Prediction of Individual Response to Electroconvulsive Therapy via Machine Learning on Structural Magnetic Resonance Imaging Data.

Author information

1
Department of Psychiatry, University of Muenster, Muenster, Germany.
2
Department of Clinical Radiology, University of Muenster, Muenster, Germany.
3
Department of Psychiatry, University of Muenster, Muenster, Germany3Cells-in-Motion Cluster of Excellence, University of Muenster, Muenster, Germany.
4
Department of Psychiatry, University of Muenster, Muenster, Germany4Department of Psychiatry, Inn-Salzach Hospital, Wasserburg am Inn, Germany.
5
Department of Psychiatry, University of Marburg, Marburg, Germany.
6
Department of Psychiatry, University of Muenster, Muenster, Germany5Department of Psychiatry, University of Marburg, Marburg, Germany.

Abstract

IMPORTANCE:

Electroconvulsive therapy (ECT) is one of the most effective treatments for severe depression. However, biomarkers that accurately predict a response to ECT remain unidentified.

OBJECTIVE:

To investigate whether certain factors identified by structural magnetic resonance imaging (MRI) techniques are able to predict ECT response.

DESIGN, SETTING, AND PARTICIPANTS:

In this nonrandomized prospective study, gray matter structure was assessed twice at approximately 6 weeks apart using 3-T MRI and voxel-based morphometry. Patients were recruited through the inpatient service of the Department of Psychiatry, University of Muenster, from March 11, 2010, to March 27, 2015. Two patient groups with acute major depressive disorder were included. One group received an ECT series in addition to antidepressants (n = 24); a comparison sample was treated solely with antidepressants (n = 23). Both groups were compared with a sample of healthy control participants (n = 21).

MAIN OUTCOMES AND MEASURES:

Binary pattern classification was used to predict ECT response by structural MRI that was performed before treatment. In addition, univariate analysis was conducted to predict reduction of the Hamilton Depression Rating Scale score by pretreatment gray matter volumes and to investigate ECT-related structural changes.

RESULTS:

One participant in the ECT sample was excluded from the analysis, leaving 67 participants (27 men and 40 women; mean [SD] age, 43.7 [10.6] years).
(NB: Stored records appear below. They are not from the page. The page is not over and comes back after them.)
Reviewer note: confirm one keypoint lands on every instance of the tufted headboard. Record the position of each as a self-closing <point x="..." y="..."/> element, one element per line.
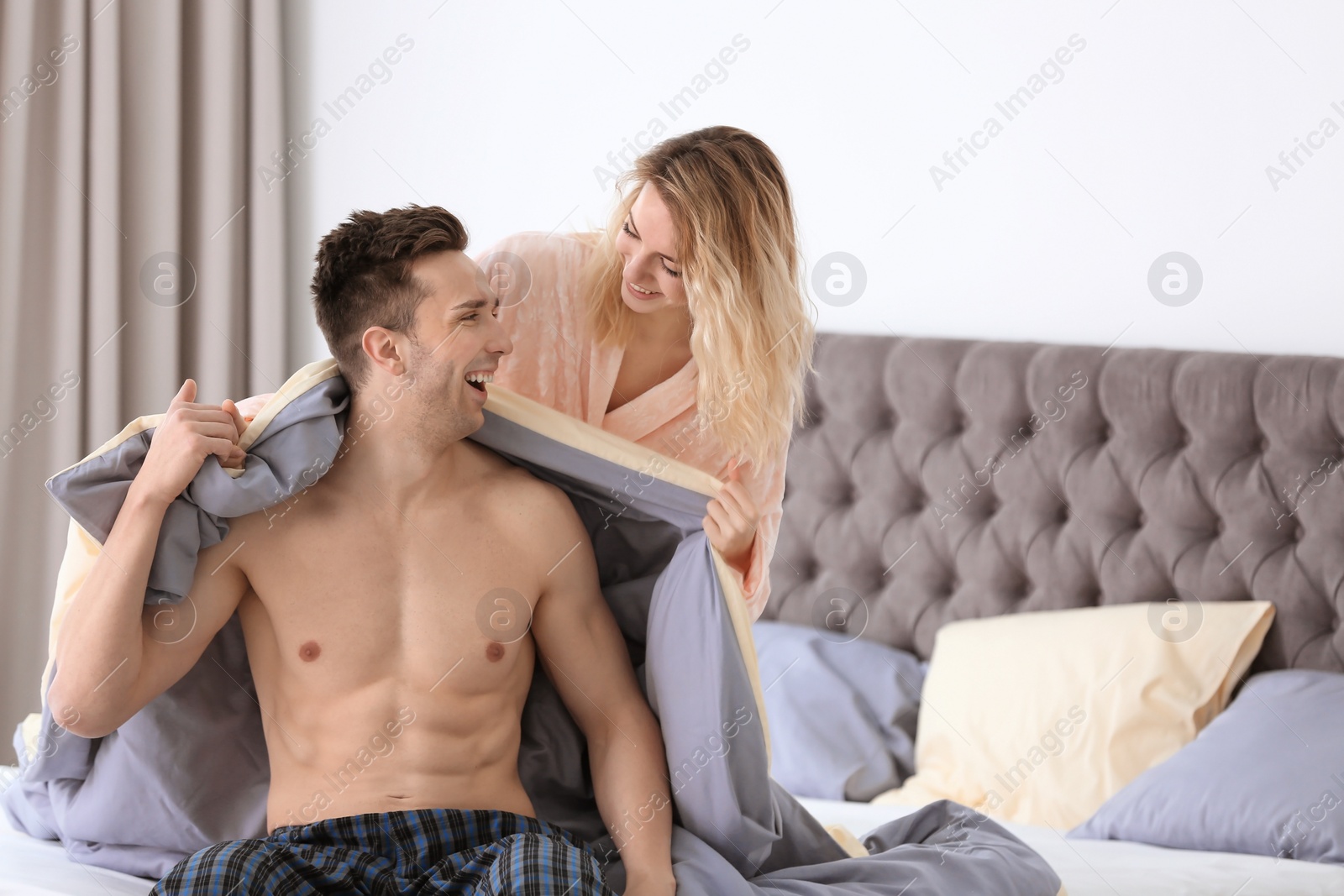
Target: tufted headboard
<point x="940" y="479"/>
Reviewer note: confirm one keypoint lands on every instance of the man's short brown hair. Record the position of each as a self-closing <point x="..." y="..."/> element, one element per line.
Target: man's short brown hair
<point x="365" y="277"/>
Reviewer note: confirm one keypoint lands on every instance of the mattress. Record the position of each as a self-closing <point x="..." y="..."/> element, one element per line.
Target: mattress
<point x="1117" y="868"/>
<point x="1088" y="867"/>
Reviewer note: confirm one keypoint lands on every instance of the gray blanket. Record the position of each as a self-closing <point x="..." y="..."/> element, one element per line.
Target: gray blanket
<point x="192" y="768"/>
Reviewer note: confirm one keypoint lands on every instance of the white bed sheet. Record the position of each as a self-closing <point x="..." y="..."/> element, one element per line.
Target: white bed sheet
<point x="1116" y="868"/>
<point x="1088" y="867"/>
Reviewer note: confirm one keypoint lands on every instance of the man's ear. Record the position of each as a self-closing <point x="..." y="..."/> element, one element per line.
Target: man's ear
<point x="385" y="349"/>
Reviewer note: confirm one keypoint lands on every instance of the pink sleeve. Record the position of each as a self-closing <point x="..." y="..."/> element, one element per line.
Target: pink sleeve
<point x="766" y="490"/>
<point x="546" y="327"/>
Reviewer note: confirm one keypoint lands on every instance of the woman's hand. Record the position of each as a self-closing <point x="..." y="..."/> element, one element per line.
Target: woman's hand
<point x="732" y="521"/>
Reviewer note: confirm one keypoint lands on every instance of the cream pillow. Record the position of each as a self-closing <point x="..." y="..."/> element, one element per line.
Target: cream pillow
<point x="1039" y="718"/>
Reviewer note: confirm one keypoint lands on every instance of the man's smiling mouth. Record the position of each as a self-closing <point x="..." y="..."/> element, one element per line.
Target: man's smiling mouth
<point x="479" y="379"/>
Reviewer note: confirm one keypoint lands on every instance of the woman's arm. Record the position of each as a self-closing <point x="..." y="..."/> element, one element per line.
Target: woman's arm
<point x="743" y="523"/>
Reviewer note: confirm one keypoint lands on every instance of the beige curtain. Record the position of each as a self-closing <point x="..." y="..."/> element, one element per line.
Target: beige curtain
<point x="139" y="244"/>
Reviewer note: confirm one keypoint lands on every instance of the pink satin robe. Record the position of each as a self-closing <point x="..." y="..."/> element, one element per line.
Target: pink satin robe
<point x="555" y="362"/>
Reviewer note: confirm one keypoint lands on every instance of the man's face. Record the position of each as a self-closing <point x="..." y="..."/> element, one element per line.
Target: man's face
<point x="457" y="333"/>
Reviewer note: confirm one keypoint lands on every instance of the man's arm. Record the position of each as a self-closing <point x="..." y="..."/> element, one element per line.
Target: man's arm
<point x="113" y="652"/>
<point x="585" y="656"/>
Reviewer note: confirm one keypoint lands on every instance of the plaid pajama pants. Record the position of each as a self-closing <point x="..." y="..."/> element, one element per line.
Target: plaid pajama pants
<point x="459" y="852"/>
The binary pattern classification yielded a successful prediction of ECT response, with accuracy rates of 78.3% (18 of 23 patients in the ECT sample) and sensitivity rates of 100% (13 of 13 who responded to ECT). Furthermore, a support vector regression yielded a significant prediction of relative reduction in the Hamilton Depression Rating Scale score. The principal findings of the univariate model indicated a positive association between pretreatment subgenual cingulate volume and individual ECT response (Montreal Neurological Institute [MNI] coordinates x = 8, y = 21, z = -18; Z score, 4.00; P < .001; peak voxel r = 0.73). Furthermore, the analysis of treatment effects revealed a increase in hippocampal volume in the ECT sample (MNI coordinates x = -28, y = -9, z = -18; Z score, 7.81; P < .001) that was missing in the medication-only sample.

CONCLUSIONS AND RELEVANCE:

A relatively small degree of structural impairment in the subgenual cingulate cortex before therapy seems to be associated with successful treatment with ECT. In the future, neuroimaging techniques could prove to be promising tools for predicting the individual therapeutic effectiveness of ECT.